Strawberries

Careful mulching over the winter will protect strawberry plants and insure good health and a good yield next year.

Strawberry plantings must be mulched for winter protection to produce consistently in Nebraska. Mulching reduces winter damage to the strawberry crown and flower buds.

Most unprotected strawberry cultivars are injured at 15 to 20 degrees, reducing flower production next year. Improved fruit quality, plant vigor, soil moisture conservation and weed control are all benefits from mulching that continues through next summer.

Protection for in-ground strawberry beds

To prevent damage, mulch plantings when fall temperatures begin to drop into the 20s, which usually happens around mid-November. Plants should be fully dormant before the mulch is applied; plant leaves will change from bright green to dull green or gray on dormant plants.

Apply a loose mulch layer, approximately four inches deep. Suitable mulches include wood chips, pine straw, evergreen boughs, straw, clean hay, chopped corn stalks or any loose mulch that will not compact heavily.

The mulch should remain on the strawberry plants until new growth begins next year, about mid-April. Blooming can be delayed by allowing the mulch layer to stay on the plants, thus reducing flower damage from late frosts, but waiting too long for removal will reduce yield.

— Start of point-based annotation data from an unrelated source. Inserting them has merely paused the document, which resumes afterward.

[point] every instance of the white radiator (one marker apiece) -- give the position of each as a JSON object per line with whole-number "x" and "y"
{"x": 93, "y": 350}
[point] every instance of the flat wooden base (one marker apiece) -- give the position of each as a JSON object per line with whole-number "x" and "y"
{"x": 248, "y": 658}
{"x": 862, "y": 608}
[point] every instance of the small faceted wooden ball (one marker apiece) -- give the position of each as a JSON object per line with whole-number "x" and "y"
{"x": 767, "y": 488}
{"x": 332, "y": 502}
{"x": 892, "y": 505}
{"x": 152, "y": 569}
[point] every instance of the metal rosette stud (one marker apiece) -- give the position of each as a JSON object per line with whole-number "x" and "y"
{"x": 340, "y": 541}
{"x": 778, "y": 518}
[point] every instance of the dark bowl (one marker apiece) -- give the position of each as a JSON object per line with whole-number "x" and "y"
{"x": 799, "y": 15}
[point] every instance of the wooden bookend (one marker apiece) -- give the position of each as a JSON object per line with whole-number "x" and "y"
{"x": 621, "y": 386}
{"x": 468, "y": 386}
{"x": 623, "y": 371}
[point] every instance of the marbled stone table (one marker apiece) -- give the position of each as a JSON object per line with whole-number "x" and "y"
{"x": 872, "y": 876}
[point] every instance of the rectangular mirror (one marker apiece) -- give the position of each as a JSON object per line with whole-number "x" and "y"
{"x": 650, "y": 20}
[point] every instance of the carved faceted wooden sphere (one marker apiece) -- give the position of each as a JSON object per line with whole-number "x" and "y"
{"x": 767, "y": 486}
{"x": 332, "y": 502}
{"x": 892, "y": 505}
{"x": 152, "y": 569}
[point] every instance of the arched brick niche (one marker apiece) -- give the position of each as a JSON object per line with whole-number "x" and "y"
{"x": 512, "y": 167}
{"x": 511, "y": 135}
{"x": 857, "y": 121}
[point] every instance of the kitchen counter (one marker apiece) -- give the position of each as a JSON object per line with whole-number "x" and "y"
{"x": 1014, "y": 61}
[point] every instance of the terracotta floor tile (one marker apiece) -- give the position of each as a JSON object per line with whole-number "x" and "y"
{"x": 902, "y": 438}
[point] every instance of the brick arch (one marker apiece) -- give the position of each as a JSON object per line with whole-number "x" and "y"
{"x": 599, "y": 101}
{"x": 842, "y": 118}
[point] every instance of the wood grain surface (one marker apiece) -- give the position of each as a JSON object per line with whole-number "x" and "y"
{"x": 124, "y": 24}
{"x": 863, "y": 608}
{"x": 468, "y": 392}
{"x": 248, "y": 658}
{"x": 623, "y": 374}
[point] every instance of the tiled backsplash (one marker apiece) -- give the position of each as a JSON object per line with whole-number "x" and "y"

Row covers are an effective alternative to mulch. Unlike straw mulches, light penetrates the row cover material, increasing the number of blossoms formed by the strawberry plants and, consequently, the overall yield. One disadvantage to floating row covers is that they accelerate flower development. Be prepared to protect blossoms from late frost.

As early spring flowers begin to bloom, remove the row covers or mulch to allow for pollination, but re-cover the plants at night when frost is predicted. Be sure to remove only enough mulch to expose the leaves. Place this excess mulch in the walkways between the plant rows. Partial removal of the mulch allows for plant development but delays blooming by keeping the soil cooler and slowing plant growth.

Protection for container plantings

Because plants growing in a pyramid, barrel or strawberry pot are elevated above ground level, and therefore are highly exposed to cold winter temperatures, additional winter damage can occur on roots, crowns and fruit buds. Extra care is necessary for above-ground plantings to provide adequate winter protection.

Pyramids should be mulched with 6 to 8 inches of straw after the soil is frozen.

Ideally, strawberry barrels should be moved to an unheated garage for the winter. If the barrel cannot be moved, protect plants by wrapping the barrel in burlap and stuffing it full of straw. However, even with careful mulching, some plant injury can be expected during severe winters.

Strawberry pots should be moved to an unheated garage for the winter.

Providing adequate winter protection for your strawberry planting is an important step that will aid in better fruit production next year.